If you notice an uptick in #OWS hashtags on Tuesday, you’ll know that the Occupy movement has risen from its relatively dormant winter and early spring for May Day protests. Once again, social media will play a huge part in how protesters organize, although this time Occupiers might be a little more wary of tweeting out personal details.
That’s because last week a criminal court judge denied Malcolm Harris’ motion to quash a subpoena that will allow Twitter to hand over his information to Manhattan prosecutors. Harris, a contributing editor to The New Inquiry, was one of the more than 700 people arrested on the Brooklyn Bridge during an Occupy protest on October 1. The prosecutors hope to disprove Harris’ and other protesters’ assertion that police led people in the crowd onto the roadway to arrest them for disrupting traffic.
The lines are blurry when it comes to who exactly owns what you post on social media networks like Twitter. That’s why developers have created an alternative set of social media tools with privacy in mind, including the newly released version of Vibe, out now for iOS and soon for Android.
Why would a protester want to use Vibe instead of Twitter? It lets you register anonymously and attach messages to specific locations, meaning only people within a certain radius can see them. Each message can also be set with an expiration date.
According to Betabeat, developer Hazem Sayed also created a new feature for Vibe 2.0 which lets you use double hashtags that keep messages out of the public stream and only visible to those who search explicitly for those hashtags. The idea is that people can use double hashtags to coordinate certain events instead of exchanging emails or telephone numbers.
Sayed told Betabeat that Vibe isn’t just for protesters — for example, a company could use it to let employees communicate within an office building. But its appeal to protesters is its most obvious selling point.
Paired with independent wireless networks — provided by organizations like the Free Network Foundation, which I wrote about earlier — you have a much more private way of organizing, especially when paired with other privacy-conscious tools like Facebook-alternative Diaspora and search engine DuckDuckGo.
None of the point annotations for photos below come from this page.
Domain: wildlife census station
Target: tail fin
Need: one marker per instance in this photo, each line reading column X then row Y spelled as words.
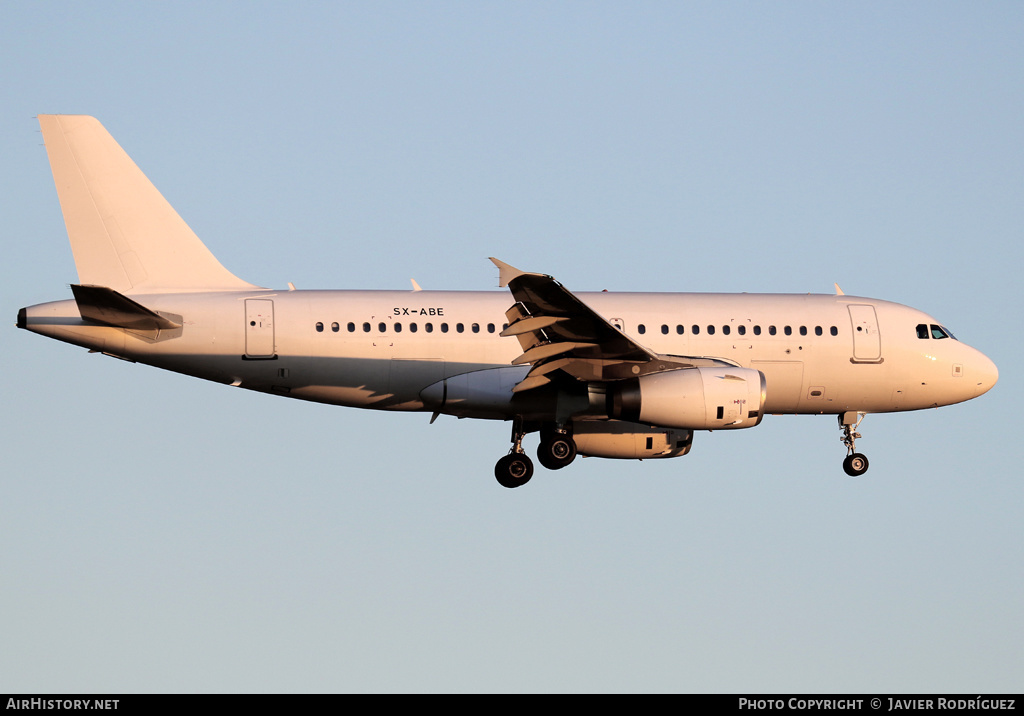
column 123, row 233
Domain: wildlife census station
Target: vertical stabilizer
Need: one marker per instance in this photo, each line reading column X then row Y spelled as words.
column 123, row 233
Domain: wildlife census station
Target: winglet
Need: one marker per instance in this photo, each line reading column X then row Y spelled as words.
column 507, row 274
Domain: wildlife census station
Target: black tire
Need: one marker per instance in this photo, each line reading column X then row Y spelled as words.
column 556, row 452
column 514, row 470
column 855, row 465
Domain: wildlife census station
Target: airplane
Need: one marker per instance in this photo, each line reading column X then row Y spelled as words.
column 606, row 375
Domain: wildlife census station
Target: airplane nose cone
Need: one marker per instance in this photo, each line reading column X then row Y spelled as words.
column 986, row 375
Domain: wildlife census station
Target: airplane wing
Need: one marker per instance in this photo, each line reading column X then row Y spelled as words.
column 557, row 331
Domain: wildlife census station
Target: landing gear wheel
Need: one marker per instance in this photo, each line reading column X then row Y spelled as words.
column 514, row 470
column 556, row 452
column 855, row 464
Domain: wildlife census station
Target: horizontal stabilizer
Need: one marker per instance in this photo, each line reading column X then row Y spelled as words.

In the end, I think you’ll start to see two tiers of social networking when it comes to protests. You’ll have your public campaigns via traditional social media sites such as Facebook and Twitter, and you’ll have the on-the-ground social media meant to organize active protesters without fear of surveillance. The idea that the Internet has to be decentralized might not have struck a chord with the general public, but it’s finding a quite a testing ground within the camps of the Occupy movement.